Plant Turnips for Winter Grazing

Beef Cattle September 23, 2014|Print

 


Extending your grazing season into fall and winter often pays big dividends. Turnips provide good grazing beginning in October and often last into the new year. Turnips are cheap to plant. Seed can cost less than five dollars per acre now is the time to plant turnips for fall grazing.

Seedbed preparation and planting can be done several ways. Some turnip growers work soil like a fully prepared alfalfa seedbed. Others heavily disk their ground, but leave it fairly rough. A few growers spray Roundup or Gramoxone on wheat or oat stubble to kill weeds and then plant no-till.
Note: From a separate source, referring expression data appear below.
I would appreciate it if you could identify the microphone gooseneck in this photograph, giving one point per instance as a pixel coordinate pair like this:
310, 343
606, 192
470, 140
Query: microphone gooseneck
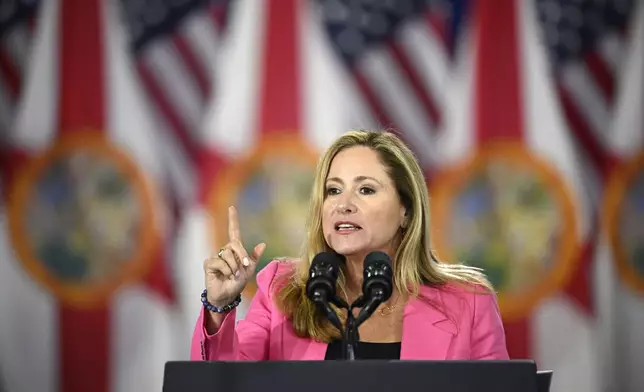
321, 284
377, 284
Whatever method you choose, good early weed control is essential. Turnips do poorly if weeds get ahead of them, but once started, turnips compete very well. Since no herbicides are labeled for turnips, weeds must be controlled either by tillage or by using contact herbicides like Roundup or Gramoxone before planting. Then plant quickly to get the turnips off and running.

Plant only 1 to 3 pounds of turnip seed per acre. Turnip seed is very small, so barely cover it. If you drill your seed, just scratch the surface with your openers. Broadcasting works well for many growers, especially onto rough seedbeds where rainfall washes soil onto the seeds for soil coverage.

Then wait. With a few timely rains you will have excellent green feed for October, November, and December.